Bidding → Playing → Done. Bidding ends after 3 consecutive passes, a surcoinche, or 4 passes (void deal). Playing runs 8 tricks of 4 cards. Card point total = 152; with dix de der = 162 (normal) or 252 (capot).

## Python API

```python
import colver

print(colver.__version__)  # "0.3.3"

# Single environment
env = colver.Env()
obs, legal_actions = env.reset()
obs, reward, done, legal_actions = env.step(action)

env.current_player()       # 0-3
env.phase()                # 0=Bidding, 1=Playing, 2=Done
env.legal_action_mask()    # numpy array (43,)
env.rewards()              # [NS_score, EW_score]
env.bid_improved()         # improved_bid action
env.deal_outcome()         # [NS_outcome, EW_outcome] binary
env.get_observation()      # 415-float observation vector
env.action_naive_ismcts(20)  # naive IS-MCTS action (20ms)
env.action_smart_ismcts(20)  # smart IS-MCTS action (20ms)

# DMC Q-network (if model weights downloaded)
model = colver.model_path()  # ~/.cache/colver/models/dmc_final.bin
if model:
    env.load_dmc_model(str(model))
    result = env.action_dmc_with_stats()  # {"best_action": 5, "q_values": [...]}
```

## Performance

| Workload | Throughput | Latency |
|---|---|---|
| Play-phase rollout | 1.4M/sec | ~720 ns |
| Full-deal rollout | 895K/sec | ~1118 ns |
| MCTS game (1000 iter) vs random | — | 8 ms |
| Smart IS-MCTS game (20x50) vs random | — | 9 ms |
| DMC Q-Network inference | — | <1 ms |

## Docker

The Docker image lets you deploy the web interface on any machine, including a Raspberry Pi (ARM64).

```bash
# Build and run
docker build -t colver .
docker run -p 8000:8000 colver

# Or with Docker Compose
docker compose up -d

# Cross-build for Raspberry Pi (ARM64)
docker buildx build --platform linux/arm64 -t colver .
```

The image is ~257 MB (no PyTorch dependency).

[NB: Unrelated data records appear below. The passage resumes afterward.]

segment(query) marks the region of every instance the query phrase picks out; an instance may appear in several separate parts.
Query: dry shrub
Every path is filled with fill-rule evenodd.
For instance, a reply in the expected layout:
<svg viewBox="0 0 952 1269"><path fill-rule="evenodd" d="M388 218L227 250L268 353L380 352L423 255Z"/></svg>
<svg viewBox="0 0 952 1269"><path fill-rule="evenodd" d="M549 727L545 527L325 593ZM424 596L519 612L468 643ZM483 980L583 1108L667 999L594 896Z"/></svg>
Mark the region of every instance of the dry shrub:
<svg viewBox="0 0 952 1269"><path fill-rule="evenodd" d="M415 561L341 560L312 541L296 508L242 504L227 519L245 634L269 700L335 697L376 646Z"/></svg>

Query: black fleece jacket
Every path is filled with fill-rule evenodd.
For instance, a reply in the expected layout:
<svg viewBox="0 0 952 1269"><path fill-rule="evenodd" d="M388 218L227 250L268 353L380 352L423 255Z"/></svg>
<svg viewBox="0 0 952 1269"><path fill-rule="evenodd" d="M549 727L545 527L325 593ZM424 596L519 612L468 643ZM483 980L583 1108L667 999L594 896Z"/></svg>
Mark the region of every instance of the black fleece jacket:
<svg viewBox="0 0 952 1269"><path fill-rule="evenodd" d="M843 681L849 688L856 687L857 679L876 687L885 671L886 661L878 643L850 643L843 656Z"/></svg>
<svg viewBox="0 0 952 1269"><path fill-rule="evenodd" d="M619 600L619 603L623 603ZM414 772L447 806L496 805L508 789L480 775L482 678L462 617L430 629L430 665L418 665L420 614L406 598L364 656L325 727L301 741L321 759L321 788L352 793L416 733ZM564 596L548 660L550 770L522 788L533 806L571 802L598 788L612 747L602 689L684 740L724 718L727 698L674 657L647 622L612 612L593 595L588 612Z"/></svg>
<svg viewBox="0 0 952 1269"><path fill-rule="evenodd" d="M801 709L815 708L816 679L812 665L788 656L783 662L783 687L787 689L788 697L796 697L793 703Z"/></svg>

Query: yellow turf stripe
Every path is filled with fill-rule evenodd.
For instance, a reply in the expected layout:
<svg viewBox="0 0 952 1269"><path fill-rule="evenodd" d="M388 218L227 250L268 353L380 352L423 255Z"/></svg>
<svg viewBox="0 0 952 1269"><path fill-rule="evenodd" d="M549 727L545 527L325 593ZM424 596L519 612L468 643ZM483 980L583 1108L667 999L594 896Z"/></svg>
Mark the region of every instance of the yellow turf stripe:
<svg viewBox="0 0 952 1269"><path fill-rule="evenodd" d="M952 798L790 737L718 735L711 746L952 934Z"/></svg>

All agents run in pure Rust and work on all architectures.

## Rules

Implements Belote Contree with 4 suits (Spades, Hearts, Diamonds, Clubs). Scoring mode: "points faits + points demandes". See `REGLES-DE-LA-BELOTE-CONTREE.pdf` for the full FFB rulebook.

## References

- Kocsis, L. & Szepesvari, C. (2006). [Bandit Based Monte-Carlo Planning](https://link.springer.com/chapter/10.1007/11871842_29). *ECML*.
- Cowling, P.I., Powley, E.J. & Whitehouse, D. (2012). [Information Set Monte Carlo Tree Search](https://doi.org/10.1109/TCIAIG.2012.2200894). *IEEE Transactions on Computational Intelligence and AI in Games*.
- Zha, D. et al. (2021). [DouZero: Mastering DouDiZhu with Self-Play Deep Reinforcement Learning](https://arxiv.org/abs/2106.06135). *ICML*.
- Auer, P., Cesa-Bianchi, N. & Fischer, P. (2002). [Finite-time Analysis of the Multiarmed Bandit Problem](https://homes.di.unimi.it/~cesabian/Pubblicazioni/ml-02.pdf). *Machine Learning*.

## Acknowledgments

Thanks to **Ronan Guillou**, seasoned coinche player, for his advice on the game and for being the first tester — his good sense guided many UI decisions.